When Should You Use EPS Over SVG?
In general, the EPS format is better if you’re designing something for print. You can also use the AI format if you’re an Illustrator user, but EPS may offer enhanced versatility outside of Illustrator. If you want to provide a member of your team or client with a vector file that can be used in any software, EPS is a safe choice.
When Should You Use SVG Over EPS?
SVG is the best option for any vector graphics that will be used on a website. This could include logos, vectors, charts, graphs, illustrations, and any other vector images. Since SVG files are vectors, these images can display at any size without losing clarity. That’s a big advantage over raster/bitmap formats like PNG and JPG that will get pixelated if the image expands. You can still design the image and keep a working copy in AI, EPS, or any other vector format, but it should be converted to SVG format for use on a website.
|No longer in development
|Actively developed by W3C
|Widely supported and can be used with most design software and apps. Preview image included.
|Only vector graphics format that can be used online. Can be read and indexed by search engines.
Frequently Asked Questions
Is SVG the Same as EPS?
SVG and EPS are two different file formats. While there are many differences covered in this article, in general, SVG format is better for images that will be used online, and EPS is better for designs that will be printed.
Can I Convert EPS to SVG?
Yes, you can convert an EPS file to SVG format. To do this, open the file in Adobe Illustrator or another program that supports both of these file types and save or export it and select the SVG format. While converting files is possible, it does take an extra step and more time, so it’s best to consider the appropriate format when you’re creating new projects.

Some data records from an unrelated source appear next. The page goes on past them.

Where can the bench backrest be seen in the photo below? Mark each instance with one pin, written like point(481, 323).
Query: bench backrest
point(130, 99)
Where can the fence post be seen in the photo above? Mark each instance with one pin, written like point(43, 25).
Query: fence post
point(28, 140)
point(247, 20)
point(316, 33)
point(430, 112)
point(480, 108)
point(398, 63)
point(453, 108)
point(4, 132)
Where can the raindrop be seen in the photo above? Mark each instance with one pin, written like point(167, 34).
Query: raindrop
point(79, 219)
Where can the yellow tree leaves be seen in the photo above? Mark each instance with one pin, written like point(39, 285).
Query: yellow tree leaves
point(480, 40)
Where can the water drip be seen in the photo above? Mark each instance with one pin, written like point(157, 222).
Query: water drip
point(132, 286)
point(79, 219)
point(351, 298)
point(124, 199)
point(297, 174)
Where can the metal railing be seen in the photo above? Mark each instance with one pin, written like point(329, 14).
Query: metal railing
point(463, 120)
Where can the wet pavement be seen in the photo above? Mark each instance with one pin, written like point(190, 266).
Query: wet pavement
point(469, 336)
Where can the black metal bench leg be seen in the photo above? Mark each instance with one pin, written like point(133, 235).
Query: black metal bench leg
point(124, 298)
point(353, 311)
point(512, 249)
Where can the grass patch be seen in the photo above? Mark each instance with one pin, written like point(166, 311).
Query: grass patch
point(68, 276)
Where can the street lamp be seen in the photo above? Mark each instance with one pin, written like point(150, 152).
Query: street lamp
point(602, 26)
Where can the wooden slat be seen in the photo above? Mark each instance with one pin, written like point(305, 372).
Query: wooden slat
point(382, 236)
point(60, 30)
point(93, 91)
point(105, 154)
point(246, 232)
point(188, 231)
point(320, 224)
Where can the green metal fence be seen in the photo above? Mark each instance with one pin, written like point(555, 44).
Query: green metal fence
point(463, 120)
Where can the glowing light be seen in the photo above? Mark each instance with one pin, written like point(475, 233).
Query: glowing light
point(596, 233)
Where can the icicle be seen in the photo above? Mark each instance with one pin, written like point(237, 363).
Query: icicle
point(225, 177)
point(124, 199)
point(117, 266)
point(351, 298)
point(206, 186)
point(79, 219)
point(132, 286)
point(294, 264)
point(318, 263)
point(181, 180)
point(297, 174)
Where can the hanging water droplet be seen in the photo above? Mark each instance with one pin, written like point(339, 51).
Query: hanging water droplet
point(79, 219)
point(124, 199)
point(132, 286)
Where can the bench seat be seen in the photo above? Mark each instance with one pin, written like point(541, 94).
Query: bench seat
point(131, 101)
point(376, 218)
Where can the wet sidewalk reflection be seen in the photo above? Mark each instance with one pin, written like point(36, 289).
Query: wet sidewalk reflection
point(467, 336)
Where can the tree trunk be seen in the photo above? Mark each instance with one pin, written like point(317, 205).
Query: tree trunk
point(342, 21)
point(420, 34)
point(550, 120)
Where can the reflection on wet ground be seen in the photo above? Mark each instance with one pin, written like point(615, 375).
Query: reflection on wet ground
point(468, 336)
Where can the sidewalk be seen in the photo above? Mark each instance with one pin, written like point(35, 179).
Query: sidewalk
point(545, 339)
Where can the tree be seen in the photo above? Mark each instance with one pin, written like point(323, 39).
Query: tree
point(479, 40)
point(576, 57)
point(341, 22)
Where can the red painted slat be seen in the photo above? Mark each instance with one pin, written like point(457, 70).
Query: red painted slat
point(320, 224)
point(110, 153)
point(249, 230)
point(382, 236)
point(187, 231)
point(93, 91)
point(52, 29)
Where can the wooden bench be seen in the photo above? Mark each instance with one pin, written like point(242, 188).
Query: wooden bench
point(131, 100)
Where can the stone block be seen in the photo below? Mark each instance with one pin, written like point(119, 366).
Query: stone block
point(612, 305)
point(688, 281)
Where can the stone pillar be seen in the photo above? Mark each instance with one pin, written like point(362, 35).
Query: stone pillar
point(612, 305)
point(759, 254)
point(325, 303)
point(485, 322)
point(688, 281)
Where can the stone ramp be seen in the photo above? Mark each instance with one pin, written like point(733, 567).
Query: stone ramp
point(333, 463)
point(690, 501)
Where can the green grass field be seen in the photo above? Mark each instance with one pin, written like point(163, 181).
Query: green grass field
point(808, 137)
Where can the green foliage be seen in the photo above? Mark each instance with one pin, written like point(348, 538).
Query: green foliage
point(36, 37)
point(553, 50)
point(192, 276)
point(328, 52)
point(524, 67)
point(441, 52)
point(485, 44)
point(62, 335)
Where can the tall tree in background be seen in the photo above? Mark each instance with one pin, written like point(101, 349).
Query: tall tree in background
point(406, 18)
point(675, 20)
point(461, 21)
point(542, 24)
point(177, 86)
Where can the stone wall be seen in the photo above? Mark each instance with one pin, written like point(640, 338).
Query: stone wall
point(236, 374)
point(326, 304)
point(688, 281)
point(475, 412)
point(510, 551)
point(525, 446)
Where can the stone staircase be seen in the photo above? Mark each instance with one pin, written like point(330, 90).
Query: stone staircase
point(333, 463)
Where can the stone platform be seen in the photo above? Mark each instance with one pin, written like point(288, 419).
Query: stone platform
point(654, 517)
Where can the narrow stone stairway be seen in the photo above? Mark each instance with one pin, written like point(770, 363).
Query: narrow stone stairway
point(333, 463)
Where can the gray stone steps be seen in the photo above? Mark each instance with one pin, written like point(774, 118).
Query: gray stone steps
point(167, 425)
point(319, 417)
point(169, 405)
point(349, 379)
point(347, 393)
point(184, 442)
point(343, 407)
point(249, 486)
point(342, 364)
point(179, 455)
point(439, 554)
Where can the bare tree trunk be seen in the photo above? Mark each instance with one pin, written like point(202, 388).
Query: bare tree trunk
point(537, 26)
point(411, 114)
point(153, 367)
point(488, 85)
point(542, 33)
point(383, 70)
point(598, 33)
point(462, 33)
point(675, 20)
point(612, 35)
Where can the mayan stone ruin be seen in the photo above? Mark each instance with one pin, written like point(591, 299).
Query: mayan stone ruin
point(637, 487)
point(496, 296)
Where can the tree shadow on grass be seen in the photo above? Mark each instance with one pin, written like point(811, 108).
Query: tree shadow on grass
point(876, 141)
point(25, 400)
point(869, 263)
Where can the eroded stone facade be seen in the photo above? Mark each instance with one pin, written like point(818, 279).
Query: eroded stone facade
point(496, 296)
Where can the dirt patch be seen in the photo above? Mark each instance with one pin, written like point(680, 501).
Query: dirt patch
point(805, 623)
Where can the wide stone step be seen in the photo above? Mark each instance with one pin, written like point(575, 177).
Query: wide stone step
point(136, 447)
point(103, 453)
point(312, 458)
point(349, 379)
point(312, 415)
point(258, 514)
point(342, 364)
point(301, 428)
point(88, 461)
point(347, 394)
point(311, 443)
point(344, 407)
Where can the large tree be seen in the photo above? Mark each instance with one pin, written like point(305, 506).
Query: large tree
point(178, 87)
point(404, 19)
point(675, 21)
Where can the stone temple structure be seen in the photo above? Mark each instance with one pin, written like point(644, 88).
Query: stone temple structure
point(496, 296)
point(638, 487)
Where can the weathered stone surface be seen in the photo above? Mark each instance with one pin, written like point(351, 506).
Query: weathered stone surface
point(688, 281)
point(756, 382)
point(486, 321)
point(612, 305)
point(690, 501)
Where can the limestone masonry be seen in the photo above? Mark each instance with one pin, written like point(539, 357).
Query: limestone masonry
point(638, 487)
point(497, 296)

Should I Save as SVG or EPS?
The best format will depend on the scenario in which the file will be used, and who will need access to the file. EPS is a widely-supported format, so it’s a good choice if clients or colleagues will be working with the file. EPS is also ideal for print-based designs. Images that will be used in web design (like brand logo files and icons) should be saved in SVG format.
Is SVG Good for Printing?
No, SVG is not a good format for printing. It’s far more ideal for images that will be used online. EPS and other vector file formats, like AI, are better for designs that will be printed (like brochures and other marketing materials).
Is EPS Scalable?
EPS files can include both raster (bitmap) and vector elements. If an EPS includes only vector elements, it will be scalable when resized without loss of sharpness. If it includes a raster object, it will pixelate as the size increase.